The incorporation of AI into cloud infrastructures has already produced a host of improvements. And the company has started enhancing its generative AI capabilities as a way to stay ahead of the competition.
The traditional AI that the company already had before ChatGPT brought Generative AI into the limelight was adept at detecting patterns and predicting numbers, but the Gen AI capabilities took things up a notch by incorporating the ability to explain the numbers in words. So, Oracle’s transition to incorproate AI was viewed positively.
Wedbush analyst Dan Ives commented how the company could be a “major beneficiary of the AI revolution” because the data that Oracle possesses could be a significant factor in the monetization of AI software.
It almost goes without saying that Oracle is trying to tap into a market that is highly lucrative, to say the least. JPMorgan is of the opinion that generative AI will result in incremental IT spending and growth across the software landscape. In addition, Goldman Sachs sees cloud computing sales rising to $2 trillion by the end of the decade, of which 10% -15% of spending will be due to gen AI.
Oracle is also getting some support from the newly minted Trump administration. It was announced just a few weeks ago that the company was involved in a joint venture to build AI infrastructure in the U.S. Other notable names included in the joint venture were OpenAI and SoftBank. The Trump administration’s plans posit $100 billion initially and as high as $500 billion over a stretch of four years.
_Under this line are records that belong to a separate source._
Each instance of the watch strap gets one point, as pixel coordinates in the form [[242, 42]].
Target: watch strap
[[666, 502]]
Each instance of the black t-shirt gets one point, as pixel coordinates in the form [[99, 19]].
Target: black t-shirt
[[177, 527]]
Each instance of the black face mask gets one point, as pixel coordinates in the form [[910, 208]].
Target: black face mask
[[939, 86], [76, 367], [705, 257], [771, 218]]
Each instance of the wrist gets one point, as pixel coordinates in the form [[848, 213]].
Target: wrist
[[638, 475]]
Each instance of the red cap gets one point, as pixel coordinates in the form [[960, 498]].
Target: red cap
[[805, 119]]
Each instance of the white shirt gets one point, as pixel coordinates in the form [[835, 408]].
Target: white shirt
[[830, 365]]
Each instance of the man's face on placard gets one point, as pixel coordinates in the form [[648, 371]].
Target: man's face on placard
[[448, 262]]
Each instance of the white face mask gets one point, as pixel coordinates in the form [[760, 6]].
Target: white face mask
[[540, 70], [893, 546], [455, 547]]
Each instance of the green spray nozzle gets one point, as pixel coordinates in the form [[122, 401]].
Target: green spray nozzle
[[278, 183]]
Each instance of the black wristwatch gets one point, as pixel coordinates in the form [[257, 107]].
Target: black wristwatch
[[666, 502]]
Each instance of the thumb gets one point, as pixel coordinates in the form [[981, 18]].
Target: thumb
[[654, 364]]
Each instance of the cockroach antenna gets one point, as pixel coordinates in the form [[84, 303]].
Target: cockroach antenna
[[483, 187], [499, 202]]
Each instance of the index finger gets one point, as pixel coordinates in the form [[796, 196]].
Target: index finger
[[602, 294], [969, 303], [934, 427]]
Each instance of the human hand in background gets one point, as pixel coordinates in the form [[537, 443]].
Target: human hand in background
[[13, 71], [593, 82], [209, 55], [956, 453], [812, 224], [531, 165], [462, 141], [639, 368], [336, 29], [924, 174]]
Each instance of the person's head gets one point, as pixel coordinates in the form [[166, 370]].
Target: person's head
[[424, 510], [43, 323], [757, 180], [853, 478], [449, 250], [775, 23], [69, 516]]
Sales Up But Profits Climb Higher
Oracle has last reported Q2 results for FY 2025 with record-level demand for its AI offerings, a positive sign. This, in turn, led to its Oracle Cloud Infrastructure revenues climbing by 52%. The company also pointed out that this growth rate was higher than any of its hyperscale cloud infrastructure competitors.
Overall, Oracle’s revenue spiked by 9% year-over-year, a decent rate given its scale. The largest segment and the one that reported the largest growth is its cloud services and license support revenue, which grew by 12% from the prior year’s period to reach more than $10 billion.
The company is also solidly profitable and bottom-line growth is doing better than the top-line one. Net income went up by 26% from its year-ago value to $3.15 billion or $1.10 per share.
AI has largely been the defining factor in driving up this growth. Oracle reported that GPU consumption was up 336% in the quarter. This was attributable to the company delivering the world’s largest and fastest AI SuperComputer, scaling up to 65,000 NVIDIA H200 GPUs. The other notable development the company chose to report was its partnership with Meta to collaborate and power Meta’s Llama models.
There’s one more factor that is still adding to the company’s current momentum, which is remaining performance obligations that climbed 50% to $97 billion. This deferred demand is expected to translate into higher revenues in the future. As a result, Oracle is expecting its total cloud revenue to be over $25 billion in the current fiscal year.
So, while there are some tailwinds based on how prospective it looks at the moment. The stock does not come particularly cheap, however, because price is sitting at 29.07x its forward non-GAAP earnings.
Is Oracle Stock a Buy Sell or Hold?
The broad consensus among 32 analysts is that Oracle is a buy with upside to $195 per share and translates to 16.5% upside.
A discounted cash flow forecast analysis is much less bullish and pegs fair value at $142 per share suggesting meaningful risk of 18% to the downside.
Trading at 41x earnings and with 6% top line growth doesn’t sound like a recipe for a lot of upside but the reality is there is 26% net income growth forecast over the next 5 years which would justify the current share price and then some.